CVE更新日: 2025-02-03 21:15:12.060000
CVSSバージョン: 3.1
CVSSスコア: 8.8
KEVの情報
KEV更新日: 2025-12-22
EPSSの情報
EPSSは脆弱性が今後30日以内に悪用される確率を予測するスコアリングシステムで、FIRST(Forum of Incident Response and Security Teams)が提供しています。
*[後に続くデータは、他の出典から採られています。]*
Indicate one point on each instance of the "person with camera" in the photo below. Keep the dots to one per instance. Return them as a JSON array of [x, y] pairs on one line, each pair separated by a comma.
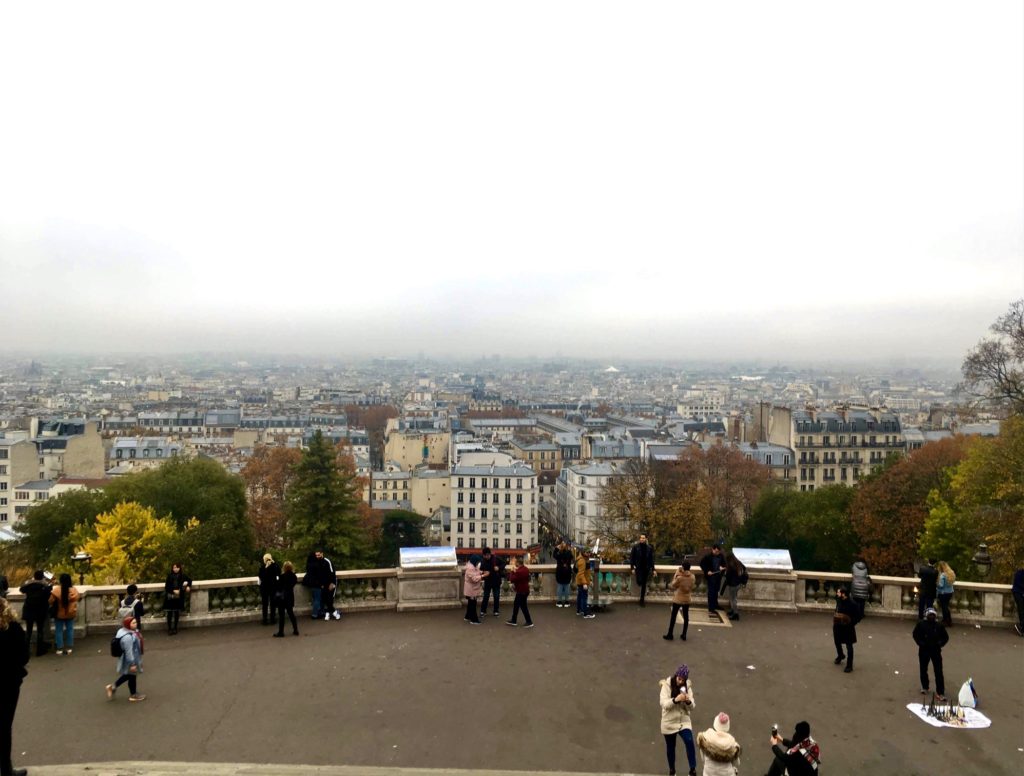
[[677, 702], [799, 756]]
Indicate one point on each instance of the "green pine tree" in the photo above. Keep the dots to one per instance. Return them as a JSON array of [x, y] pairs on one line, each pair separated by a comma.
[[322, 507]]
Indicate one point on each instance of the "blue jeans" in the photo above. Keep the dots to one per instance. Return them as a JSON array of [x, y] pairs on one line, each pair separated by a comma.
[[582, 594], [670, 748], [64, 633], [563, 593]]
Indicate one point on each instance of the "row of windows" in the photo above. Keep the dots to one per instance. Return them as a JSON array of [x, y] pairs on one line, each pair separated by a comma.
[[495, 481], [494, 513], [483, 543]]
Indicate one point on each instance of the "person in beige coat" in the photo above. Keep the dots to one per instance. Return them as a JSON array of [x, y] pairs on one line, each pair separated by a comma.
[[720, 750], [682, 583]]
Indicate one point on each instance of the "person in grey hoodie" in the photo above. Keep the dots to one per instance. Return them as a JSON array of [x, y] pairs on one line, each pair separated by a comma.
[[860, 587]]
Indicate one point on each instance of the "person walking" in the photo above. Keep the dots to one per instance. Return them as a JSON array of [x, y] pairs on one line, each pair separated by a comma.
[[34, 611], [642, 564], [928, 580], [944, 591], [563, 574], [845, 628], [13, 658], [472, 585], [682, 586], [65, 599], [493, 568], [583, 586], [931, 637], [176, 589], [130, 659], [677, 702], [735, 577], [132, 604], [712, 565], [1018, 593], [284, 599], [519, 577], [268, 573], [720, 749], [860, 585]]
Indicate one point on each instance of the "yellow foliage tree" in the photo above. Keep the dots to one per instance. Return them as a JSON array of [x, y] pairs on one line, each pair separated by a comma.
[[128, 543]]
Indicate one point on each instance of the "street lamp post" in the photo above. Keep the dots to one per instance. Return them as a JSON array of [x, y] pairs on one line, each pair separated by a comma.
[[82, 562]]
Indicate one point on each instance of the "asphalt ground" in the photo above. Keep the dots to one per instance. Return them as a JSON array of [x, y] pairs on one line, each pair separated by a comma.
[[428, 690]]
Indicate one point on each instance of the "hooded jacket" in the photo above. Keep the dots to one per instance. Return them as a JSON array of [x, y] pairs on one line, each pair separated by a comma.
[[675, 717], [721, 752]]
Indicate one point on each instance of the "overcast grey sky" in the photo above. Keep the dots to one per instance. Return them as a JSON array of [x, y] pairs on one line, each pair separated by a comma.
[[782, 179]]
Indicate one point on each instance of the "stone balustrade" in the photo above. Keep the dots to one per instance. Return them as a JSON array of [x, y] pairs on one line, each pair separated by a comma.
[[223, 601]]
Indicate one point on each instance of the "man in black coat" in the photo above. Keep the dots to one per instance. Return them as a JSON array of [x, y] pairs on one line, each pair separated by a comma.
[[493, 582], [931, 637], [13, 657], [713, 566], [845, 628], [642, 564], [37, 606], [929, 580]]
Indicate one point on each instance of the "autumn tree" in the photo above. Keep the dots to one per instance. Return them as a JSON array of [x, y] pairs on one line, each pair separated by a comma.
[[267, 475], [732, 481], [890, 507], [984, 501], [322, 506], [993, 371]]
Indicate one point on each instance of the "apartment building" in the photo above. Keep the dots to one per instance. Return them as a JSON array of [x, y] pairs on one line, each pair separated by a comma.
[[494, 506]]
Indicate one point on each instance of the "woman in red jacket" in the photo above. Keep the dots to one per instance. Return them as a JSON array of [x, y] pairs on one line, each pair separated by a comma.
[[519, 577]]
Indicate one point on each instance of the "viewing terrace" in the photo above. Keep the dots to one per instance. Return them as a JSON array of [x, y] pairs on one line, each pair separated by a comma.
[[402, 682]]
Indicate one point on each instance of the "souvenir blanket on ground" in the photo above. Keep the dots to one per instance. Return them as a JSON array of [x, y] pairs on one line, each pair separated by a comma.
[[964, 718]]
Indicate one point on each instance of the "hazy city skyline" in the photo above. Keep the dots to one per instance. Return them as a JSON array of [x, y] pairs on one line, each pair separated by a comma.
[[784, 181]]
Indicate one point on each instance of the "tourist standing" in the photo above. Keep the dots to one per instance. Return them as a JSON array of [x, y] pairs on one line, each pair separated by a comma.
[[712, 566], [176, 590], [583, 585], [472, 584], [845, 628], [284, 599], [677, 702], [720, 749], [132, 604], [493, 567], [928, 578], [799, 756], [860, 585], [563, 574], [130, 659], [931, 637], [13, 658], [642, 564], [735, 577], [682, 586], [1018, 592], [37, 602], [268, 573], [65, 599], [944, 591], [519, 577]]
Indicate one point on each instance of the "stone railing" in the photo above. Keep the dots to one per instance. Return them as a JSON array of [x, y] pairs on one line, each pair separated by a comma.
[[223, 601]]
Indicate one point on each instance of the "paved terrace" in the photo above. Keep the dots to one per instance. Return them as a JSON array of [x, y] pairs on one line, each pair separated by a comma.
[[427, 690]]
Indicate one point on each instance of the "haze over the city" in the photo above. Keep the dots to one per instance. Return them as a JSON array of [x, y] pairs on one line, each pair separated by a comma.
[[792, 180]]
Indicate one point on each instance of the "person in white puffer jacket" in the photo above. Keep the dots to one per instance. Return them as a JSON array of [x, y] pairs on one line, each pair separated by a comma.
[[721, 752]]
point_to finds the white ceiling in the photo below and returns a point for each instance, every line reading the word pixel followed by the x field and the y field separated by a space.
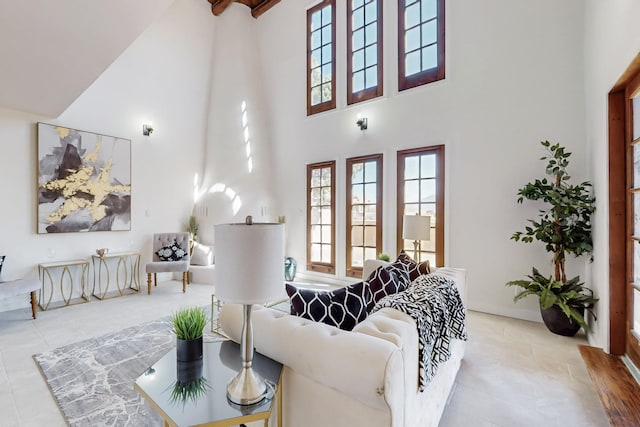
pixel 51 51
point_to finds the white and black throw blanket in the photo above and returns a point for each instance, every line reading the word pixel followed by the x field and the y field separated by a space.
pixel 434 303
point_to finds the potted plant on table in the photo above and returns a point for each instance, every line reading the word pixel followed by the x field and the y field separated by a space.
pixel 564 226
pixel 188 324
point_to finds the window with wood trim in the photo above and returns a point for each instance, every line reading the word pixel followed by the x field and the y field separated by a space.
pixel 364 211
pixel 321 217
pixel 421 191
pixel 364 50
pixel 420 42
pixel 321 53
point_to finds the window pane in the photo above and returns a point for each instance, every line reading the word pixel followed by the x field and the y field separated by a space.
pixel 427 190
pixel 371 12
pixel 358 39
pixel 371 77
pixel 357 172
pixel 315 20
pixel 370 171
pixel 429 9
pixel 428 166
pixel 357 236
pixel 326 15
pixel 371 55
pixel 358 18
pixel 412 63
pixel 411 167
pixel 411 192
pixel 326 234
pixel 358 60
pixel 430 57
pixel 315 95
pixel 412 39
pixel 326 54
pixel 326 35
pixel 412 15
pixel 429 33
pixel 357 257
pixel 371 33
pixel 370 195
pixel 326 92
pixel 315 39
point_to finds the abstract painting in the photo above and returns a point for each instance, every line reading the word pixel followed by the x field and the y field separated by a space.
pixel 84 181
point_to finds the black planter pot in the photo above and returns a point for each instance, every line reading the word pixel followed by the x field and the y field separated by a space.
pixel 558 322
pixel 188 350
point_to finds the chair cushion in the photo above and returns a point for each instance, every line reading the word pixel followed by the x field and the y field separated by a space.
pixel 342 307
pixel 171 252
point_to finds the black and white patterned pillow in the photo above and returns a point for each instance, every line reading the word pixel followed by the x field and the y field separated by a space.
pixel 386 281
pixel 415 269
pixel 343 307
pixel 171 252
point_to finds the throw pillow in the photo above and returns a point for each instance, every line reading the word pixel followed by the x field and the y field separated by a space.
pixel 201 254
pixel 171 252
pixel 415 269
pixel 342 307
pixel 385 281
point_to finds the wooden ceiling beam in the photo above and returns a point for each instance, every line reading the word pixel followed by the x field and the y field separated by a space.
pixel 219 6
pixel 262 7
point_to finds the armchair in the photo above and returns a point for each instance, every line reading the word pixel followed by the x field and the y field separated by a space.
pixel 167 257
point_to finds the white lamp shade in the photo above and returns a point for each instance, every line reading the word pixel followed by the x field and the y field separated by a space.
pixel 416 227
pixel 249 262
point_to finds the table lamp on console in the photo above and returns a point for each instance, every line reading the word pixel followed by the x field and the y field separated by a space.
pixel 249 262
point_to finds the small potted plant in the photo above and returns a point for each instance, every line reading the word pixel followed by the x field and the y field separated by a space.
pixel 564 226
pixel 188 324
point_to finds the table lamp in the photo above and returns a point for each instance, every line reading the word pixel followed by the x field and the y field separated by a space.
pixel 416 228
pixel 249 260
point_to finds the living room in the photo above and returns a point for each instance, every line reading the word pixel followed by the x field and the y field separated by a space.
pixel 517 73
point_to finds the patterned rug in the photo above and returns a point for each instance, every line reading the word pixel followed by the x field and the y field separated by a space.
pixel 92 380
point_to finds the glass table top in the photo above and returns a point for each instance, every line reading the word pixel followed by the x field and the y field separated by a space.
pixel 200 397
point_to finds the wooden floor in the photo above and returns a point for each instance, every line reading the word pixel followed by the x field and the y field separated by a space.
pixel 618 390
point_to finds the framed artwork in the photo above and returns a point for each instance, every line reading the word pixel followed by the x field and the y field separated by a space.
pixel 84 181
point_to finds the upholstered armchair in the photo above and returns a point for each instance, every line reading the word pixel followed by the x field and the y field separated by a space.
pixel 170 254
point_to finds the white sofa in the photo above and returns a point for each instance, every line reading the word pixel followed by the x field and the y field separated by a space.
pixel 364 377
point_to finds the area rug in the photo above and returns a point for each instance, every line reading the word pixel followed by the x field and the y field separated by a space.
pixel 92 380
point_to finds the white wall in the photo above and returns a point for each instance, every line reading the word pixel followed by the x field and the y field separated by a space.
pixel 514 77
pixel 612 40
pixel 164 77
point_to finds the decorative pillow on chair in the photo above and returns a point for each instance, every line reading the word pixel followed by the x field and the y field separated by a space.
pixel 171 252
pixel 343 307
pixel 415 269
pixel 385 281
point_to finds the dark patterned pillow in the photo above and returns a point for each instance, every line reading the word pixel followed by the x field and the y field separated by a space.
pixel 171 252
pixel 343 307
pixel 385 281
pixel 415 269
EPSSのスコアが高いということは、攻撃されるリスクが高いことを意味するので、早めの対策が必要です。
EPSSスコア: 0.150470000
EPSS更新日: 2026-01-14 00:00:00
SSVCの情報
SSVCはカーネギーメロン大学ソフトウェア工学研究所が提案する脆弱性の評価手法です。ステークホルダーごとに脆弱性対応の優先度を決定することを支援します。
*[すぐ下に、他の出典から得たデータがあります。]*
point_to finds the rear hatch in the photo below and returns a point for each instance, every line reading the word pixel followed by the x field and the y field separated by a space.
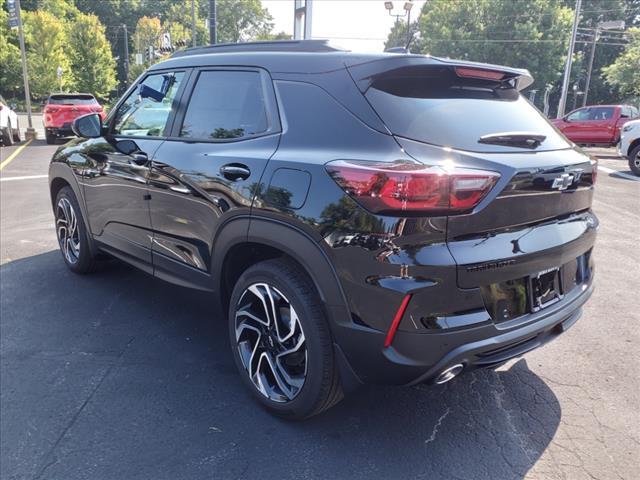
pixel 442 112
pixel 62 109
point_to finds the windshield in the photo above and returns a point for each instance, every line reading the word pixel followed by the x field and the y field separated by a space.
pixel 71 100
pixel 454 113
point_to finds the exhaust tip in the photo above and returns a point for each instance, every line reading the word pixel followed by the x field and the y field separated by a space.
pixel 449 374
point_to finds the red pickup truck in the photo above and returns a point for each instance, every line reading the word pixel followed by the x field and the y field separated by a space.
pixel 597 125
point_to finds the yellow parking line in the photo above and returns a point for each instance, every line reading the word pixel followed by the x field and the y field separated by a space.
pixel 14 155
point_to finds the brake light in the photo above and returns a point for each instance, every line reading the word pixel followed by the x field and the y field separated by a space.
pixel 395 323
pixel 405 188
pixel 467 72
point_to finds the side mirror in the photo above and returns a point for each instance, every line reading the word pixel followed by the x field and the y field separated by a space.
pixel 87 126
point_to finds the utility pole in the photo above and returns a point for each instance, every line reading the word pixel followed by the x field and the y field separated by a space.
pixel 213 28
pixel 126 53
pixel 612 25
pixel 193 23
pixel 567 66
pixel 31 133
pixel 596 36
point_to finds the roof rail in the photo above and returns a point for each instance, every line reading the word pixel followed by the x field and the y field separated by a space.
pixel 267 46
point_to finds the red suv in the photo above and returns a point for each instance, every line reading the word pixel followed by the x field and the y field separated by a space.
pixel 61 109
pixel 597 125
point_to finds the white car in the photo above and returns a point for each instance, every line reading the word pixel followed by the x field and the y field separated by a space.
pixel 9 128
pixel 629 145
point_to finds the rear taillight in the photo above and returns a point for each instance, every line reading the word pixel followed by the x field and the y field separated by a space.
pixel 467 72
pixel 409 188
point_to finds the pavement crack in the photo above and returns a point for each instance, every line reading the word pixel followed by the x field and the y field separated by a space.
pixel 434 433
pixel 50 458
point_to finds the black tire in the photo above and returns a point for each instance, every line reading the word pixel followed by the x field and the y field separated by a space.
pixel 7 135
pixel 321 386
pixel 51 139
pixel 634 160
pixel 81 260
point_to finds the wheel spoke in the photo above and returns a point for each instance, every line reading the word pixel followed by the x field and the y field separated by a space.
pixel 271 342
pixel 67 230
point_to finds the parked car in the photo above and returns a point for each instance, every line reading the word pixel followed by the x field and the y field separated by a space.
pixel 9 125
pixel 61 109
pixel 360 217
pixel 629 145
pixel 596 125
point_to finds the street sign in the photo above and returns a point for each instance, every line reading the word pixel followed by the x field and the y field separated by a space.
pixel 14 16
pixel 165 40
本サイトでは、CVE、KEV、EPSSの内容からExploitation(悪用状況)、Technical Impact(技術的影響)、Automatable(自動攻撃の可否)を判定します。
Exploitation: active
Technical Impact: high
Automatable: False
CVE-2023-52163 は、Digiever DS‑2105 Proネットワークビデオレコーダー(NVR)に存在するtime_tzsetup.cgiに対するコマンドインジェクション脆弱性です。攻撃者はこの脆弱性を悪用して、デバイス上で任意のシステムコマンドを実行し、デバイスを完全に乗っ取ることができます。 この脆弱性はサポート終了(EOL)製品のみが影響を受けると明記されています。 1. 脆弱性の概要 【影響】 ・認証なしでtime_tzsetup.cgiに対して任意コマンドを実行可能となります。 ・結果として、攻撃者はデバイスの制御取得、設定変更、マルウェア投入、ボットネットの踏み台などを行える可能性があります。 ・Mirai系ボットネットによる悪用が確認されています。 【深刻度】 ・NVD CVSS v3.1 スコア: 8.8 (High) ・CISA KEVに登録されており、実際に悪用されている脆弱性として扱われています。 2. 対象となる環境 【影響を受けるOS/製品バージョン】 ・Digiever DS‑2105 Proファームウェア3.1.0.71‑11および以前のバージョン 【影響を受ける設定】 ・管理用CGIエンドポイント(time_tzsetup.cgi)が外部からアクセス可能な状態にある場合。 3. 影響を受けた時の兆候 公開情報に明確な兆候は記載されていませんが、以下の兆候が考えられます。 ・不審な外部通信: デバイスから未知のIPアドレスに対して、バイナリファイルのダウンロード(curlやwgetなど)を試みる通信が発生する。 ・システムリソースの異常: ボットネットの一部として動作することで、CPU使用率が異常に高まったり、ネットワーク帯域が圧迫されたりする。 ・設定変更: タイムゾーン設定やネットワーク設定が、意図せず書き換えられている。 ・Mirai 系ボットネットによる悪用が確認されているため、感染した場合、不審な外部通信やDDoS攻撃への参加が発生する可能性がある。(一般的なMirai感染の挙動) 4. 推奨対策 【本対策】 ・ファームウェアのアップデート: メーカーから提供されている修正済みバージョン、または最新のファームウェアへただちにアップデートしてください。 https://www.digiever.com/support/faq-content.php?FAQ=201 ・製品のリプレース: 当該製品はメーカーサポートが終了(EoL)しているという情報もあり、その場合は脆弱性が修正されないため、新しい機材への買い替えが強く推奨されます。 ・CISAはKEV登録に伴い、影響製品の廃止・交換を推奨しています。 【暫定回避策(緩和策)】 ・脆弱なCGI(time_tzsetup.cgi)への外部アクセス遮断(ファイアウォール等) ・インターネットからの直接アクセスを禁止 ・影響デバイスをネットワークから隔離 ・不審な通信の監視(Mirai 系ボットネット悪用が確認されているため) 5. その他(脆弱性の原因) この脆弱性は、管理用Webインターフェースの「時刻設定(タイムゾーン設定)」処理において、ユーザーからの入力を適切に検証・サニタイズ(無害化)せずに、背後のOSコマンドにそのまま渡していた(CWE-78 / CWE-862)ことが原因です。 攻撃者が特殊な文字列を含むHTTPリクエストを /cgi-bin/cgi_main.cgi?function=time_tzsetup 等に送信します。デバイスがこれを受け取ると、OSレベルで攻撃者の意図したコマンドが実行されてしまいます。